La Corte Suprema ha dichiarato illegittima una parte dei dazi americani, il che non ha sorpreso nessuno, e l’averlo acclarato risulta rassicurante sullo stato di salute della democrazia a stelle e strisce, offrendo al tempo stesso qualche spunto ma, anche, aprendo una nuova fase, ancor più pericolosa. La Casa Bianca è gestita da incompetenti; l’impianto legale dei nuovi dazi sarà auspicabilmente più credibile, e dunque destinato a sopravvivere a molte generazioni di nuovi presidenti. Nel frattempo a incertezza si somma incertezza, senza intaccare l’essenza del problema.
Il dollaro rimane l’unico disfunzionale sistema a oggi disponibile, la sua egemonia è però fondata su un deficit monstre, che i dazi avrebbero voluto correggere, il quale ne mina la credibilità, e fa dubitare della longevità. Avere un forte deficit commerciale è l’unico modo per immettere nell’economia mondiale grandi quantità di dollari (origine dell’egemonia), che guarda caso sovvenzionano un altrettanto insostenibile debito federale. Sistemi più sani, fondati sull’export, sarebbero altrettanto validi? No, per scarsità di valuta disponibile.

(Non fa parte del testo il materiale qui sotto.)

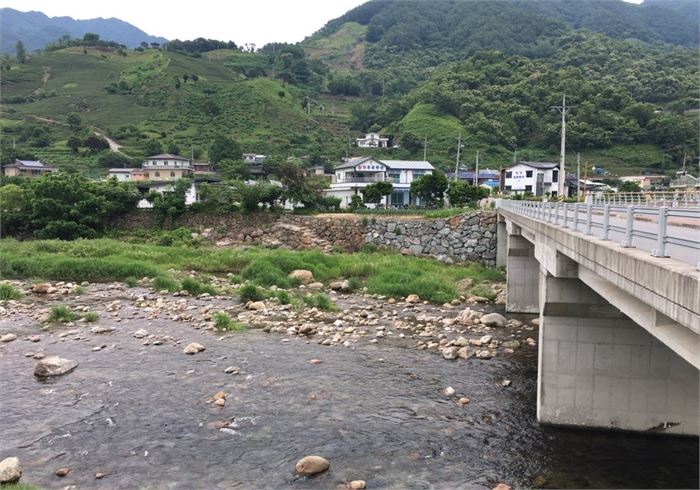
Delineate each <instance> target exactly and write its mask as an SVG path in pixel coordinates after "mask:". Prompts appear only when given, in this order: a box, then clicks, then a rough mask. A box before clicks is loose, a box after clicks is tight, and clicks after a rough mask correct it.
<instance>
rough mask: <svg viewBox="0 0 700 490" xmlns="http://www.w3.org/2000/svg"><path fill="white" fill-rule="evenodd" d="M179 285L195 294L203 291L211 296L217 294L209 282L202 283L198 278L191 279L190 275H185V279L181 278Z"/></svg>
mask: <svg viewBox="0 0 700 490" xmlns="http://www.w3.org/2000/svg"><path fill="white" fill-rule="evenodd" d="M181 287H182V289H184V290H185V291H187V292H188V293H190V294H192V295H195V296H197V295H200V294H203V293H208V294H211V295H212V296H213V295H216V294H219V292H218V291H217V290H216V288H215V287H213V286H211V285H210V284H204V283H202V282H199V281H198V280H196V279H193V278H191V277H186V278H185V279H183V280H182V283H181Z"/></svg>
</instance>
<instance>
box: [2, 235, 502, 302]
mask: <svg viewBox="0 0 700 490" xmlns="http://www.w3.org/2000/svg"><path fill="white" fill-rule="evenodd" d="M81 242H83V243H81ZM85 242H88V243H85ZM88 245H89V246H88ZM76 249H78V250H79V252H80V256H75V255H76ZM0 255H1V256H2V257H3V260H2V261H0V274H2V276H3V277H6V278H14V279H30V278H45V279H54V280H63V281H84V280H86V281H90V282H109V281H123V280H125V279H126V278H128V277H144V276H148V277H152V278H154V288H155V289H156V290H159V291H160V290H168V291H172V292H174V291H178V290H179V289H180V287H181V284H179V283H178V282H177V281H175V280H174V279H173V278H172V277H171V272H170V271H171V270H180V271H184V270H187V271H195V272H200V273H210V274H227V273H230V274H233V275H234V276H240V278H242V279H245V280H246V281H248V282H247V284H246V285H244V286H242V287H241V288H240V289H239V294H240V295H241V299H242V300H244V301H259V300H262V299H266V297H267V295H266V293H265V291H263V290H262V289H261V288H260V286H262V285H265V286H271V285H277V286H278V287H282V286H283V285H285V284H287V285H289V284H290V283H288V282H287V281H288V279H287V274H289V273H290V272H291V271H293V270H294V269H307V270H310V271H311V272H312V273H313V275H314V278H315V279H316V280H318V281H321V282H326V283H327V282H329V281H331V280H334V279H338V278H341V277H342V278H345V279H348V280H350V281H351V284H352V285H353V286H355V287H360V286H361V285H364V286H365V287H367V292H368V293H372V294H382V295H386V296H393V297H400V296H406V295H409V294H418V295H419V296H420V297H421V299H424V300H428V301H432V302H435V303H444V302H446V301H450V300H452V299H454V298H455V297H457V296H458V292H457V288H456V286H455V283H456V282H457V281H459V280H461V279H464V278H467V277H468V278H471V279H472V280H473V281H474V284H475V285H478V284H479V283H483V282H493V281H503V280H504V273H503V271H501V270H499V269H495V268H489V267H485V266H482V265H480V264H465V265H445V264H442V263H440V262H438V261H436V260H433V259H428V258H421V257H412V256H404V255H401V254H398V253H395V252H390V251H379V252H378V251H370V249H367V251H362V252H358V253H354V254H332V255H324V254H323V253H321V252H318V251H290V250H283V249H276V250H268V249H260V248H250V249H214V248H207V247H198V248H194V247H188V246H159V245H151V244H142V243H141V244H139V243H130V242H128V241H123V240H120V241H117V240H110V239H99V240H77V241H74V242H64V241H60V240H40V241H23V242H20V241H16V240H12V239H3V240H0ZM29 257H31V258H29ZM244 271H245V274H244Z"/></svg>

Altra questione, nota ma volutamente ignorata, l’energia. È tutto un gran parlare di autonomia strategica, ma come può una potenza manifatturiera rendersi indipendente importando gran parte dell’energia di cui abbisogna? Quesito di stringente attualità sia per l’Europa, sia ironia della sorte per la Cina, o anche per la Svizzera. Si potrà mai essere davvero neutrali, se facilmente ricattabili su tutto? No, per scarsità di energia disponibile.
Persone serie discuterebbero di seri problemi, e invece… Gli Stati Uniti festeggiano 250 anni di indipendenza, discutibile ma vera, con un Presidente discutibile ma che vede qualcuno di tanti problemi, altrove si spengono migliaia di candeline, e… pizza e patatine.